Backups to S3 using Duplicity


First install Duplicity with its dependancies:

apt-get install haveged python-paramiko python-boto python-gobject-2 duplicity

Then generate a gpg key:

gpg −−gen-key

The output might be like this (just confirm everything with return and keep aside the password you'll have to enter):

gpg (GnuPG) 1.4.12; Copyright (C) 2012 Free Software Foundation, Inc.
This is free software: you are free to change and redistribute it.
There is NO WARRANTY, to the extent permitted by law.

Please select what kind of key you want:
   (1) RSA and RSA (default)
   (2) DSA and Elgamal
   (3) DSA (sign only)
   (4) RSA (sign only)
Your selection? 
RSA keys may be between 1024 and 4096 bits long.
What keysize do you want? (2048) 
Requested keysize is 2048 bits
Please specify how long the key should be valid.
         0 = key does not expire
        = key expires in n days
      w = key expires in n weeks
      m = key expires in n months
      y = key expires in n years
Key is valid for? (0) 
Key does not expire at all
Is this correct? (y/N) y

You need a user ID to identify your key; the software constructs the user ID
from the Real Name, Comment and Email Address in this form:
    "Heinrich Heine (Der Dichter) "

Real name: Max Mustermann
Email address: test@example.net
Comment: Test123
You selected this USER-ID:
    "Max Mustermann (Test123) "

Change (N)ame, (C)omment, (E)mail or (O)kay/(Q)uit? O
You need a Passphrase to protect your secret key.

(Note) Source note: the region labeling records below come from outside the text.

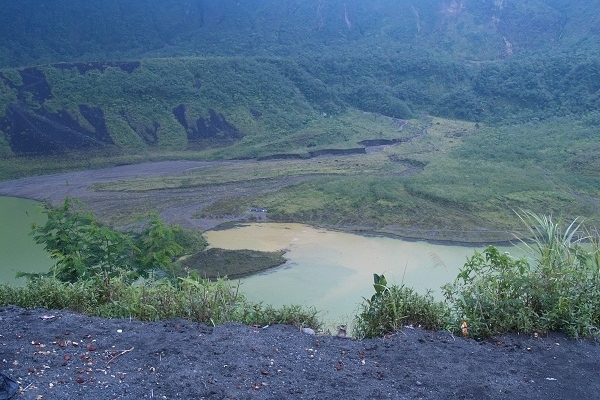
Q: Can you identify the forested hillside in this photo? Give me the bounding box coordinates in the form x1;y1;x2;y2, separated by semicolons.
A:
0;0;600;157
0;0;600;240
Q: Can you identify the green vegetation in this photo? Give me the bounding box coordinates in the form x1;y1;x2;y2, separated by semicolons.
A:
0;198;321;329
21;197;189;283
0;274;321;330
353;274;449;338
356;211;600;338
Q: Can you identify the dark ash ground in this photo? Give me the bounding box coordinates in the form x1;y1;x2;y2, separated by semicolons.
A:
0;307;600;400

We need to generate a lot of random bytes. It is a good idea to perform
some other action (type on the keyboard, move the mouse, utilize the
disks) during the prime generation; this gives the random number
generator a better chance to gain enough entropy.
.....+++++
+++++
We need to generate a lot of random bytes. It is a good idea to perform
some other action (type on the keyboard, move the mouse, utilize the
disks) during the prime generation; this gives the random number
generator a better chance to gain enough entropy.
....................................+++++
+++++
gpg: key 9C3E2F25 marked as ultimately trusted
public and secret key created and signed.

gpg: checking the trustdb
gpg: 3 marginal(s) needed, 1 complete(s) needed, PGP trust model
gpg: depth: 0  valid:   1  signed:   0  trust: 0-, 0q, 0n, 0m, 0f, 1u
pub   2048R/9C3E2F25 2014-02-26
      Key fingerprint = B1FC A9BD 5797 48FC F795  29C6 C37A 4FF6 9C3E 2F25
uid                  Max Mustermann (Test123) 
sub   2048R/A15DC968 2014-02-26

Supposing that you've created an S3 bucket in region us-east-1 which is called example, your s3 url would look like this: s3://s3-external-1.amazonaws.com/example (you might add a subfolder in case of).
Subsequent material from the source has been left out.